Tatiana Vaizer. „Richtig sehen“, „ins rechte Licht rücken“ als Grundlage der frühsowjetischen Öffentlichkeit

Aus sowjetischen Quellen aus den 1930er Jahren geht hervor, dass eine, wenn nicht die wichtigste Grundlage der frühen sowjetischen Öffentlichkeit darin bestand, Sichtweisen zu justieren. Die Dinge mussten „im richtigen Licht“ gesehen und gezeigt werden (siehe z. B. das Protokoll des Ersten Sowjetischen Schriftstellerkongresses (1934): „Mit einem Kopf, der gelernt hat, dialektisch zu denken, und mit Augen, die auf den im Aufbau befindlichen Sozialismus gerichtet sind, wird unser Schriftsteller in der Lage sein, sowohl die Vergangenheit, die Gegenwart als auch die Zukunft zu verstehen und im richtigen Licht zu sehen“; „die Literaturen unserer Bruderrepubliken leben und arbeiten im Licht und unter dem wohltuenden Einfluss derselben Idee...“; „die Literatur muss richtig erleuchten...“; „aber es gibt auch ein subtileres Gift, das die Sicht der Menschen verdunkelt, die unser Land betrachten wollen“). Das frühe sowjetische Regime des Sehens, der Sichtbarkeit, ging davon aus, dass das menschliche Auge auf das richtige Sehen eingestimmt und trainiert werden muss, und dass derjenige, der richtig sieht, anderen die Dinge richtig zeigen muss.

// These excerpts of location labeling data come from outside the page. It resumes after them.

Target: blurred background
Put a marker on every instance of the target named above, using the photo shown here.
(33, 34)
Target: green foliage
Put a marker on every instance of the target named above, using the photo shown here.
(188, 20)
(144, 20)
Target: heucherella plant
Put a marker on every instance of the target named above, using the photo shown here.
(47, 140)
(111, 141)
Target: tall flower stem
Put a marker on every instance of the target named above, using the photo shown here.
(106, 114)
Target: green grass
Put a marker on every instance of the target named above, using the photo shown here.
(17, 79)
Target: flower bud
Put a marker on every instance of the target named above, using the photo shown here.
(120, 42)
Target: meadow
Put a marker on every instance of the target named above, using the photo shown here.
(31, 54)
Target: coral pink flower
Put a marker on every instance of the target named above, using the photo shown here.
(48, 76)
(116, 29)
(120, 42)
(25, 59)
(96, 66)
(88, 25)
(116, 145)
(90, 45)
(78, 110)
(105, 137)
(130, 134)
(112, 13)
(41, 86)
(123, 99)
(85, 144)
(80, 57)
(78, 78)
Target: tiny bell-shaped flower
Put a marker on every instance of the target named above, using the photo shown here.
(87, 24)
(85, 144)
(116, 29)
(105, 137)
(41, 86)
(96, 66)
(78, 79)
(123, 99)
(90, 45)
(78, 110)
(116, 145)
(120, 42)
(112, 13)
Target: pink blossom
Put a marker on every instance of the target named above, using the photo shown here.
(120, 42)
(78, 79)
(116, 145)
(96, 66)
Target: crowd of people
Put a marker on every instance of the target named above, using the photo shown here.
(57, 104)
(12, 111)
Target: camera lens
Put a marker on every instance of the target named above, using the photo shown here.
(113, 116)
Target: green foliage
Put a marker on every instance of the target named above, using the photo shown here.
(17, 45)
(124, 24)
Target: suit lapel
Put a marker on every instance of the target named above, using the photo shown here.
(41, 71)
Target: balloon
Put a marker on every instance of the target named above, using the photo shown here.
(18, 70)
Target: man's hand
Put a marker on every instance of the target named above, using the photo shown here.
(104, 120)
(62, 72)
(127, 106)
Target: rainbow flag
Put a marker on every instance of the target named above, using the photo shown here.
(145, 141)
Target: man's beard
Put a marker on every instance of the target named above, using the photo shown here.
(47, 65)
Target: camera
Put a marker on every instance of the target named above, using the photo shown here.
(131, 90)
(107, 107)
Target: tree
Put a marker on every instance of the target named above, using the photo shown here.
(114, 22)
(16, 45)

In den 1930er Jahren entwickelten die Bolschewiki das politische Projekt einer instruktiven oder regulativen Sichtbarkeit. Nicht von ungefähr ist eine der am häufigsten verwendeten Metaphern im öffentlichen Diskurs dieser Zeit die Metapher des Lichts, das den Weg nach vorn richtig erhellen muss und die einzige Möglichkeit bietet, die Dinge aus der richtigen Perspektive zu sehen. Das Sehen wird in erster Linie als eine intellektuelle Aktivität verstanden, als die Fähigkeit, Dinge „richtig“ zu erkennen und wahrzunehmen. Der Beitrag entwickelt eine phänomenologische Typologie der Strategien der Bolschewiki zur politischen Aneignung des „Blickwinkels“, der „Perspektive“, in der die Dinge gesehen und ins rechte Licht gerückt werden. Es wird gezeigt, dass die Markierung der Sichtbarkeit, die instrumentelle Operationalisierung der Funktion des Sehens das Fundament der frühsowjetischen Öffentlichkeit war. Diese war ein Raum der Produktion, Präsentation und Legitimation des richtig Gezeigten und richtig Sichtbaren.